Update: I am told by those involved that if KRPI chooses to appeal, then the NO Towers folks here in P.R. will also have to mount a legal case; i.e., hire a lawyer.  This would be because the County will hire a lawyer unfamiliar with the case and, as I understand it, the NO Towers' folks current lawyer IS familiar and thus more likely to mount a persuasive case.  This is tactics beyond a blogger's paygrade, so I don't know.  But that's what I am told.

Thursday, January 15, 2015

Communication: Always a Problem

Always an issue: as Steve McQueen summed it up in "Cool Hand Luke" about 4 decades ago, "What we have here is a problem in communication."  That may be the essence of what we always are having here in Point Roberts.

Last week, I heard from the PREP group.  This is another volunteer group, in this case one organized around having solutions ahead of time for at least some of the problems that might confront us in the event of some kind of disaster where the peninsula became at least metaphorically cut off from the mainland in terms of getting needed help.  How do we communicate with one another in such a situation?  All the regular electronic methods might well be unavailable: no functioning land phones, cell phones, or internet.  (What, they're going to deprive us of G3 or whatever it is that gets to the cloud all the time?)
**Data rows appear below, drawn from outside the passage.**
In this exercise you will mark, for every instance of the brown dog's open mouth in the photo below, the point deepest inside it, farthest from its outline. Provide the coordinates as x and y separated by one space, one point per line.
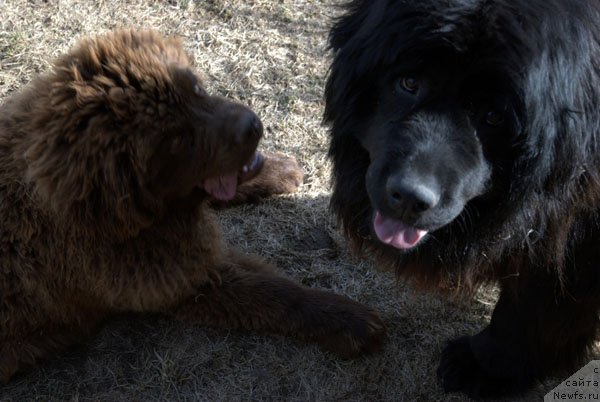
224 187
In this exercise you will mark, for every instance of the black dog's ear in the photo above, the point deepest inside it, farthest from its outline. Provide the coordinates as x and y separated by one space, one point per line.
360 19
351 39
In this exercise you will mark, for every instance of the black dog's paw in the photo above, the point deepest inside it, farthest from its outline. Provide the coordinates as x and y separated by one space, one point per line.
461 371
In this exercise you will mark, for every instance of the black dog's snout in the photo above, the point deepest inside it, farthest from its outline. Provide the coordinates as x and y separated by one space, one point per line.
249 126
411 197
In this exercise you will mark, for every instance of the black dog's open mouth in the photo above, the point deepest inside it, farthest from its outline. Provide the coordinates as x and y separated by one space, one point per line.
224 187
396 233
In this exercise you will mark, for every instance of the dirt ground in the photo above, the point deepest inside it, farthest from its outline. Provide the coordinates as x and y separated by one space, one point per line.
271 55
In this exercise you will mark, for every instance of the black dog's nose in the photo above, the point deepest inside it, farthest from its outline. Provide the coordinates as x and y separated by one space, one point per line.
250 126
410 197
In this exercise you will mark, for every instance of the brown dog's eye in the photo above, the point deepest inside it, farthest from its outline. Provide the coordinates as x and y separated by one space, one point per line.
198 90
409 84
494 118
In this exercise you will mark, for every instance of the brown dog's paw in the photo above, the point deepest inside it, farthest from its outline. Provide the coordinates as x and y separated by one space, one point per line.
343 326
365 333
280 174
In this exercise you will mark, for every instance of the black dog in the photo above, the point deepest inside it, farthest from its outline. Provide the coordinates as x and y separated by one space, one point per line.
465 139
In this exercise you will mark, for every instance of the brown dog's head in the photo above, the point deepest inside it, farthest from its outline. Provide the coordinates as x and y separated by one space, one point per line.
122 128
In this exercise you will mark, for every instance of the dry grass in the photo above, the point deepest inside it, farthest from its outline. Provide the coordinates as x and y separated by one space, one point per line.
270 54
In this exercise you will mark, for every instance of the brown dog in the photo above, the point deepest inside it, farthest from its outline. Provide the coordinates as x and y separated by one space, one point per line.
106 166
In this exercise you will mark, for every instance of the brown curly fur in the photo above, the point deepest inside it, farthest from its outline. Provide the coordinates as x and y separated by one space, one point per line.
101 212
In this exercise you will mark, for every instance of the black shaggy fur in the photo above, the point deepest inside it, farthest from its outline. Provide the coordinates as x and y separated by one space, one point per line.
478 121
The good news is that there is old-fashioned ham radio, which, I think, is the kind my father used to fool around with in high school about 80 years ago.  PREP has received a $7,500 grant from Puget Sound Energy to provide them with more of the kind of equipment that is needed for that to work for us.  There is a ham radio operators group here on the Point.  That is good to know (which is to say that we have people who know how to use the equipment that is being made available).  Good work, PREP!  And thanks to Puget Sound Energy's community giving program.
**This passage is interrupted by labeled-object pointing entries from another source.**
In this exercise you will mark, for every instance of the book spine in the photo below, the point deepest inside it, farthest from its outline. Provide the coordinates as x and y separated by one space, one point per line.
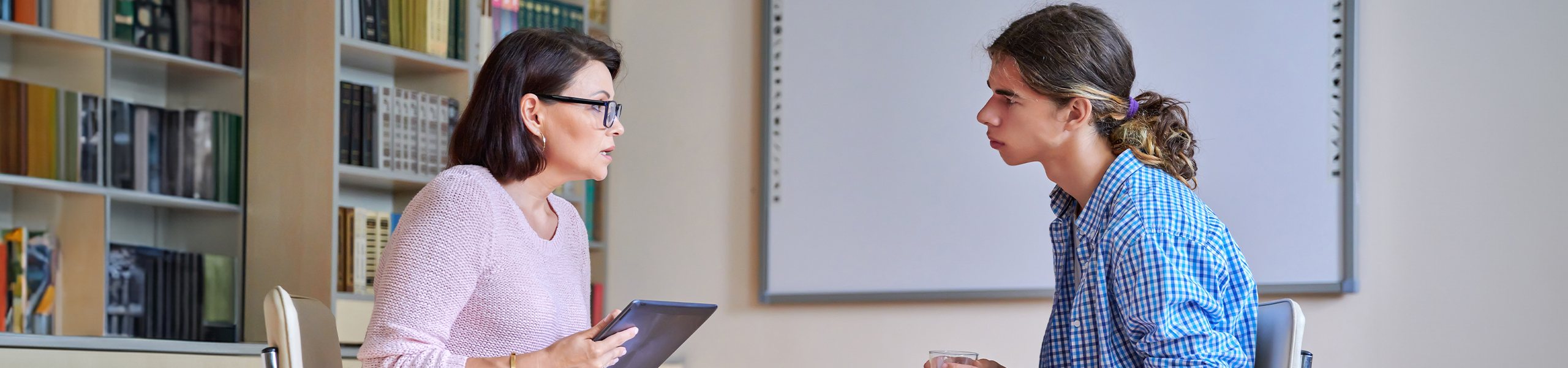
385 129
237 159
342 121
143 123
368 21
405 142
206 164
201 29
66 144
443 155
360 249
26 12
179 151
183 27
156 156
345 250
124 18
187 182
382 23
368 123
41 131
222 156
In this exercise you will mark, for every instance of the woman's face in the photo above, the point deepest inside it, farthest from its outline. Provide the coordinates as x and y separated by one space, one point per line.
1023 125
576 142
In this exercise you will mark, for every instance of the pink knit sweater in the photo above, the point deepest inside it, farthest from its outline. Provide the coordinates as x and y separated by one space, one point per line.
468 277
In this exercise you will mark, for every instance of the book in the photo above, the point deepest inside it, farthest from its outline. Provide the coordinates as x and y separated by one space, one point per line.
43 263
123 151
162 26
383 26
486 32
143 120
65 142
344 134
220 321
156 144
24 12
156 293
228 32
200 139
355 126
16 283
375 233
41 129
360 243
90 137
13 142
385 129
368 126
124 18
396 23
201 27
175 151
345 249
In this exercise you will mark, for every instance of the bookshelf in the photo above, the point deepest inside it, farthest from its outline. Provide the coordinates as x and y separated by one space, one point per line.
76 54
298 183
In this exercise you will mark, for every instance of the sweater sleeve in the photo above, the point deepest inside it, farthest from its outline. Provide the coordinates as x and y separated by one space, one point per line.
438 254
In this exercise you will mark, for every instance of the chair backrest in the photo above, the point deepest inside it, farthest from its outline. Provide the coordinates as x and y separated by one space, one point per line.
1280 328
303 331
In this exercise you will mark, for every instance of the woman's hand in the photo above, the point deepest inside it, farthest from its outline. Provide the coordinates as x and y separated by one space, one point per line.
982 364
581 351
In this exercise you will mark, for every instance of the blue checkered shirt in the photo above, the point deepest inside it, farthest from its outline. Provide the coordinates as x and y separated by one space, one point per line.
1147 276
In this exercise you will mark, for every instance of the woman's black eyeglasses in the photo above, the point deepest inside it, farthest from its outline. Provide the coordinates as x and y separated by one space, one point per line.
611 109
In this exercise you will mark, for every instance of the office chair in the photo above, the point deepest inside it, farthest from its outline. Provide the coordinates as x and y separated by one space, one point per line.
1280 328
300 332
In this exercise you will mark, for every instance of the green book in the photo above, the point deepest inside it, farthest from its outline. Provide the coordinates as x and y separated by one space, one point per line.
222 151
219 316
237 159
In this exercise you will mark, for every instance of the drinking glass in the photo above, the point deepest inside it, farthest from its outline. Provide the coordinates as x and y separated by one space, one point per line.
963 358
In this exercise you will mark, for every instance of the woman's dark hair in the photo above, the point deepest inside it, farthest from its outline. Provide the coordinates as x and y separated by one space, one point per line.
1076 51
532 60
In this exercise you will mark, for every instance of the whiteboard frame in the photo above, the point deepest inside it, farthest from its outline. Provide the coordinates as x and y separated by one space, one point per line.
1348 191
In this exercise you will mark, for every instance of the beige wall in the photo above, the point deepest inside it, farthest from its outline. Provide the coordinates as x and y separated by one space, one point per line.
1462 200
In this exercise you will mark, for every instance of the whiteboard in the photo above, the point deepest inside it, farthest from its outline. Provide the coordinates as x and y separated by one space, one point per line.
878 183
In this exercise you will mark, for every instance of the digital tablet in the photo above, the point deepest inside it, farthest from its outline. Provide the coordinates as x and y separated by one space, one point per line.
661 329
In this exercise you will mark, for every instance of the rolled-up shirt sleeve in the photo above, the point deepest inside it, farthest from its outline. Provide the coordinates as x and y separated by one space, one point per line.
1166 307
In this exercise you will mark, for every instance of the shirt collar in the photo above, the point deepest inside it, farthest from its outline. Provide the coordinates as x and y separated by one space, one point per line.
1063 205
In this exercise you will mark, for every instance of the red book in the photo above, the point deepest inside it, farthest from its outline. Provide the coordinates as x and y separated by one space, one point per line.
26 12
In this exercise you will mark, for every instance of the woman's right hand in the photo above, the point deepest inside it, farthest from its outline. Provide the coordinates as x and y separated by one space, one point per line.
581 351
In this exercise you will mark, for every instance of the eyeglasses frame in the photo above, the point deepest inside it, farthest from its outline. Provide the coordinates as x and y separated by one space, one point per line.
612 110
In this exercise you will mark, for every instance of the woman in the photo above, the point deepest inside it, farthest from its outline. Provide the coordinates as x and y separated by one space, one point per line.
486 268
1147 276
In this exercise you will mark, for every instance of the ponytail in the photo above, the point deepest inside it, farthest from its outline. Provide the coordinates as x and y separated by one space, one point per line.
1158 134
1078 51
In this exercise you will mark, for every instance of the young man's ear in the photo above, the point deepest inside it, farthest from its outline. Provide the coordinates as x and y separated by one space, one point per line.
1079 113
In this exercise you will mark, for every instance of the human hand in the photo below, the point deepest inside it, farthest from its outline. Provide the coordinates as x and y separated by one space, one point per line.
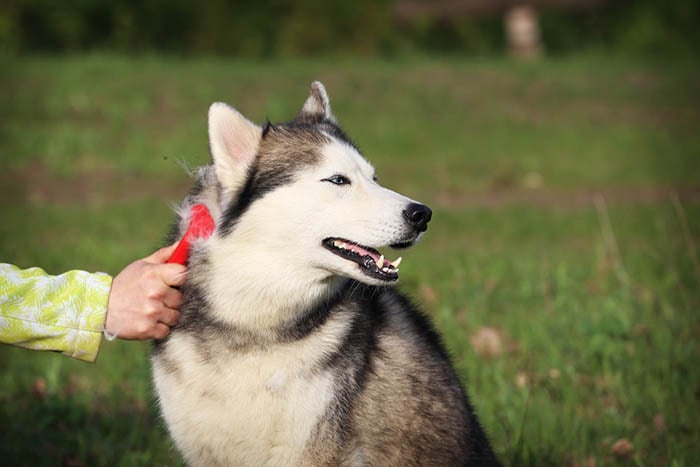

Another kind of communication problem was evident last night at the Fire District meeting.  There has been a problem with the various communication systems used by the District Volunteers for many years, apparently.  When an emergency call is issued, it is sent to the pager of whoever is first in line on duty, who then goes to the location where help is needed.  That volunteer assesses whether additional help is needed and puts a call out to other volunteers.  The problem lies in the fact that the pagers don't always work very well with the antennae available to them here or in Bellingham.  So nobody may get the call.  And the additional help doesn't show until they find some other way to communicate.  They have radios in the vehicles, but if the volunteer is performing CPR and needs backup, he can't easily say, "Just wait a minute while I go out to the vehicle and make a few calls on my radio."

So it's a communication problem that apparently can't be solved with different/better equipment: the problem is too many trees on the ground and too little antenna way up high.  Or at least that is how I understood the problem.  They're working on it, but I'm thinking that they've been working on it for some years and aren't getting it solved.  There was a suggestion that the problem was "political," but I don't know what that might mean.  Perhaps the hand of the do-no-good US Congress is reaching clear up to Point Roberts?
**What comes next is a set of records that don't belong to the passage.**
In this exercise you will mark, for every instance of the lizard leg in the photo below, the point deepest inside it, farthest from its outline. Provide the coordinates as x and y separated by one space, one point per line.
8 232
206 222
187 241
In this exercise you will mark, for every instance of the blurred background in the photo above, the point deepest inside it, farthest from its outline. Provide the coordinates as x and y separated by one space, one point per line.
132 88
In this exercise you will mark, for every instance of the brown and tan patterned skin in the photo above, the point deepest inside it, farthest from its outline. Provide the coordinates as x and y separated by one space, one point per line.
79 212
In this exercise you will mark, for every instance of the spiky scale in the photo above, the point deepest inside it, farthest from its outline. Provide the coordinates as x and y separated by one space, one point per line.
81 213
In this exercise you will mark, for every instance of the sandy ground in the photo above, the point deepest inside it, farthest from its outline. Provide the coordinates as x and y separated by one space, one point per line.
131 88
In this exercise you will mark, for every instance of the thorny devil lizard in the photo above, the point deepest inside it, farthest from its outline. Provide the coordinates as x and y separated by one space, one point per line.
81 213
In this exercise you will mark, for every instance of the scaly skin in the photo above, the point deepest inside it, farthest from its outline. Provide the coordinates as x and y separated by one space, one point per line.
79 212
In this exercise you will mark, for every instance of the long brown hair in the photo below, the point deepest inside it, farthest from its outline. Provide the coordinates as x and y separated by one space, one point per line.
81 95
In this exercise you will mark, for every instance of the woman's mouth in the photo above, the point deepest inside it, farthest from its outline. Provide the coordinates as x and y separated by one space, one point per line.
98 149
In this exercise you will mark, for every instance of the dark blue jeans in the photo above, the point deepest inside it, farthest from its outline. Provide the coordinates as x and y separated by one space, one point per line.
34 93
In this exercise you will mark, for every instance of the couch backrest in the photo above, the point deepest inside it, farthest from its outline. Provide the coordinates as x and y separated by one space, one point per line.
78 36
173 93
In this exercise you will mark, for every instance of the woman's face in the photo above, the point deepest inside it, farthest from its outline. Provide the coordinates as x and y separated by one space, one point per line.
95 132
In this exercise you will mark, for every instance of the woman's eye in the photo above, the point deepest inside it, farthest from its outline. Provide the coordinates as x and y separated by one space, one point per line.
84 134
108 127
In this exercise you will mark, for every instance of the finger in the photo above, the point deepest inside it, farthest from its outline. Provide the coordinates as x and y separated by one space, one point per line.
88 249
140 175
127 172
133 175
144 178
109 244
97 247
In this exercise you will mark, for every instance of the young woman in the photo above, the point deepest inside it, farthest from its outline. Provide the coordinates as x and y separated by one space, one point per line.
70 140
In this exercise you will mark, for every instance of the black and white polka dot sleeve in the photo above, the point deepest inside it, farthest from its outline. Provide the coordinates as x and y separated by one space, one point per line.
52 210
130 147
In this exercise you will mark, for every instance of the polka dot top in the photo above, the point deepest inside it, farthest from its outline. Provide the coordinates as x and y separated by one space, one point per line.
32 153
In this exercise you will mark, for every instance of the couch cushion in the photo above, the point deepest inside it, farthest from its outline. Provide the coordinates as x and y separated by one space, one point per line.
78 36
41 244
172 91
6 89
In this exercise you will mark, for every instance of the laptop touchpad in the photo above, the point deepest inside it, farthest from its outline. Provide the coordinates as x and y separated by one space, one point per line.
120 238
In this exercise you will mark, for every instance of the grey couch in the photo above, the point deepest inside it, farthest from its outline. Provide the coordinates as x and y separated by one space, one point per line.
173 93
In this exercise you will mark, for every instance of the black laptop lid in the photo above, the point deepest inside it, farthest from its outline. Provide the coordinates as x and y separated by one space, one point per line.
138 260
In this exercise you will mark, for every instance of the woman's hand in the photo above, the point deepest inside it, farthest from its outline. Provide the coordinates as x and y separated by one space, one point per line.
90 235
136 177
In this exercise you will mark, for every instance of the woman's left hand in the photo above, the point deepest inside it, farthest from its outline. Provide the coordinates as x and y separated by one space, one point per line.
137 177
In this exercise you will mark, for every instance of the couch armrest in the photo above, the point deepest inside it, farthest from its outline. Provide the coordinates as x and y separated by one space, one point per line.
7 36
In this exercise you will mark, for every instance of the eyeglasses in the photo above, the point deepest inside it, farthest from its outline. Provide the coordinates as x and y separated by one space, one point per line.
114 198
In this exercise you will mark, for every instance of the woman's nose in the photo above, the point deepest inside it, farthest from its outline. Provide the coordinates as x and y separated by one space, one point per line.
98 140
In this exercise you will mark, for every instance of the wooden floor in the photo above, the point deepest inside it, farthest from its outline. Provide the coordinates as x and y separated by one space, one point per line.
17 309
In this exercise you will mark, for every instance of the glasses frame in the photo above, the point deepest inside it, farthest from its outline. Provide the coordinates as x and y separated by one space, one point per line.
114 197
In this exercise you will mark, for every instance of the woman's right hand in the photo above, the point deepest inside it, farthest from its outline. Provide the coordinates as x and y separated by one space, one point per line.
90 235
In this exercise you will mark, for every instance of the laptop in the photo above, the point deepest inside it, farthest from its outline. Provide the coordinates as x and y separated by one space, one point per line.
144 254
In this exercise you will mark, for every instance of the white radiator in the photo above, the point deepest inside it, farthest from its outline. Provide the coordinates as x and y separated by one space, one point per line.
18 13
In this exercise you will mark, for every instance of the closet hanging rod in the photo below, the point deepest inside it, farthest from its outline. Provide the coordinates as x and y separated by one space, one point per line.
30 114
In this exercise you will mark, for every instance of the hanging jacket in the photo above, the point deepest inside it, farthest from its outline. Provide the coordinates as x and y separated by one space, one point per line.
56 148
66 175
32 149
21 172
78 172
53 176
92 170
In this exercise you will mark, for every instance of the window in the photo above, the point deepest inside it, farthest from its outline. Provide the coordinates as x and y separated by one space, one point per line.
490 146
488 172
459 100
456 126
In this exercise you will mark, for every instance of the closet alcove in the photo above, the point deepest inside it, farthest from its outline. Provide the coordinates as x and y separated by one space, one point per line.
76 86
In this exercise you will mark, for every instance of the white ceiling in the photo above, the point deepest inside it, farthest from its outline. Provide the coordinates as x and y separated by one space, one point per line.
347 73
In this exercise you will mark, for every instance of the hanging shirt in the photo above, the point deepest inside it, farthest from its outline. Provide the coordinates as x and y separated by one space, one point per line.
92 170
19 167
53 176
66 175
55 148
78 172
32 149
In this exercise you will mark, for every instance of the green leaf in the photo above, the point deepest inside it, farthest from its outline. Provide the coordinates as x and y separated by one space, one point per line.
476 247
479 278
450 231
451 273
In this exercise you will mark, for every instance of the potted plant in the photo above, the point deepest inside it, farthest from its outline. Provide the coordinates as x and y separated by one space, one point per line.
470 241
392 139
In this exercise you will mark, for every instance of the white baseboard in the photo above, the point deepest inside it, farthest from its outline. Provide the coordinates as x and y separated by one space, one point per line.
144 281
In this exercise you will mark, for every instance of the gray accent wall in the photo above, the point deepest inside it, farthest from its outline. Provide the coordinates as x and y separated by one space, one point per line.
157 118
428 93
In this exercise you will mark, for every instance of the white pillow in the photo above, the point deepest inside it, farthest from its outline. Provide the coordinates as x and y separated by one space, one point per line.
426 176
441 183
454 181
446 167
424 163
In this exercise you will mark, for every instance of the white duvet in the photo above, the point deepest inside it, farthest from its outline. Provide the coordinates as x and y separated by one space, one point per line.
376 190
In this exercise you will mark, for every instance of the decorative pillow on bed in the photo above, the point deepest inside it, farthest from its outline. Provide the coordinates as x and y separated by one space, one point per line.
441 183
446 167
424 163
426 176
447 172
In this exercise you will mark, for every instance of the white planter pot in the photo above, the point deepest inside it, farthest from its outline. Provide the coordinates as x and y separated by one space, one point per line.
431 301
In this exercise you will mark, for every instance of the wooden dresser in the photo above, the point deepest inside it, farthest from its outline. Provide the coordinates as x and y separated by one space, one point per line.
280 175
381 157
[Note: the Fire District videotapes their meetings and posts the tapes on their website (Fire District 5, Whatcom County).  You can listen to the discussion of this topic yourself and, if you are more technically competent than I am (wouldn't be hard),  you may obtain a better understanding of the problem that seems to be lacking a solution other than a giant antenna.  The video site is here, but the January 9, 2015 video is not yet posted there.]